Well except in common core math, where (1) +(1) might be (3) , so long as you use the right process to arrive at that answer.
Nick Stokes says:
May 7, 2014 at 6:03 pm
And the amount of energy redistributed is negligible.
============
that is an assumption. you cannot say that it has no effect, because no one knows. even the IPCC mentions the butterfly effect.
I’m reminded of a kinetic gas model we worked on. All it took was the smallest energy leak to turn an isothermal atmosphere in the absence of GHG into an atmosphere with a temperature gradient.
I know Willis Eschenbach has mentioned in several posts that he can duplicate the output of the GCM’s by a linear response to the forcings plus a lag such as here:
http://wattsupwiththat.com/2013/06/25/the-thousand-year-model/
“all that the climate models do to forecast the global average surface temperature is to lag and resize the forcing.”

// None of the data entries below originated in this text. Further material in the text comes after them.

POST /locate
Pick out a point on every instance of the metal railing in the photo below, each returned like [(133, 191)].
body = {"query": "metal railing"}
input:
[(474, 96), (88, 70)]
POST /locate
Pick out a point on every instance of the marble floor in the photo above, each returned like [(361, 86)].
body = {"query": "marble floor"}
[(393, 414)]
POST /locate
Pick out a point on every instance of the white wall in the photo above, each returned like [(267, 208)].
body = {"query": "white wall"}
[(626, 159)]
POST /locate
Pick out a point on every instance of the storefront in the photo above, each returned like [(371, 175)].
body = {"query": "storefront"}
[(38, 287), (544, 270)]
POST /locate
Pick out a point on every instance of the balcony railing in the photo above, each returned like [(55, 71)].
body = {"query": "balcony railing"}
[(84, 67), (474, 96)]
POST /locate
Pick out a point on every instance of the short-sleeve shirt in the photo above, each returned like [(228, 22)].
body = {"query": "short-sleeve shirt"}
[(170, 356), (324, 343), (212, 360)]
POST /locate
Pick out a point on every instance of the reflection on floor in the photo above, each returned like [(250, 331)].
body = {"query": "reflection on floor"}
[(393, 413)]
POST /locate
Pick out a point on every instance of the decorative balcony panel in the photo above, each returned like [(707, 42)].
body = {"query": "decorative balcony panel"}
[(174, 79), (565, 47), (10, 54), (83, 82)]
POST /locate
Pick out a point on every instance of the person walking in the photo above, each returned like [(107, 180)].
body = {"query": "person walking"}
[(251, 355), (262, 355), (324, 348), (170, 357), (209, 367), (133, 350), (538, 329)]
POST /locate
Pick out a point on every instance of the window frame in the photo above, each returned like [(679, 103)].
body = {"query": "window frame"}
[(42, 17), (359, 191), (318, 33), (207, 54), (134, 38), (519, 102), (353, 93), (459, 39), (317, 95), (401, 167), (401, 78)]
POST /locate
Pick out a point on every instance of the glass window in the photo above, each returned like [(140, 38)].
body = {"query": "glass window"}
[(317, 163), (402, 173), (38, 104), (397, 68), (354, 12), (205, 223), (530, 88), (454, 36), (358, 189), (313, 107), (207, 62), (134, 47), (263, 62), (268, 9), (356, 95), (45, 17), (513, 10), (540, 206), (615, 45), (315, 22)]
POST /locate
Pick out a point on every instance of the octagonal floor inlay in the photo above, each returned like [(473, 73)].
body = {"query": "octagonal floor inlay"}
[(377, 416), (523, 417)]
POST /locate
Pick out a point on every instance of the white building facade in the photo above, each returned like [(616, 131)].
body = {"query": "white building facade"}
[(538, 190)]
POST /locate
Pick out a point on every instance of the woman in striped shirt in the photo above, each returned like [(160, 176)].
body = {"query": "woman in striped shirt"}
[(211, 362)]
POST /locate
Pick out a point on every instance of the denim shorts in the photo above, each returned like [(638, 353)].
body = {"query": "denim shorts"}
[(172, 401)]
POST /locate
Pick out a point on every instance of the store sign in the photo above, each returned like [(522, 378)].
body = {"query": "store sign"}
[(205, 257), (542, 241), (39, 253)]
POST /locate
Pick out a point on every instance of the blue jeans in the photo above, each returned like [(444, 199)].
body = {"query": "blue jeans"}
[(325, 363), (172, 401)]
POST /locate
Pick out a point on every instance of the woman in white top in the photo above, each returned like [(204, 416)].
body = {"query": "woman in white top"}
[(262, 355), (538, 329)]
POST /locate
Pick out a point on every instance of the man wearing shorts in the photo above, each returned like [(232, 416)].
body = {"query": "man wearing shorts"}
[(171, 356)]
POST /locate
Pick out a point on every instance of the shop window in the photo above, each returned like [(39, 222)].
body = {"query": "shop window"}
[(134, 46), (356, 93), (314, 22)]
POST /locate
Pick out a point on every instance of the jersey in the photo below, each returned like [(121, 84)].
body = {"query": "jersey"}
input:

If Willis is correct, then I can build a simulation of the entire climate as described in the computer models in the lab. All I need is a hot plate, a thermometer, an ice bath and a brick. I put one end of the brick in the ice bath and heat the other end with the hot plate. I put the thermometer in a hole in the middle of the brick. When I make a step change to the setting of the hot plate, there will be a lag for the thermometer to respond due to the limited thermal conductivity of the brick. The fixed temperature at the cold end will make sure that the temperature response is linear.
Thus the climate models treat the entire atmosphere, solar heating, oceans, evaporation, rain, show, clouds, storms, etc., the same as a solid brick.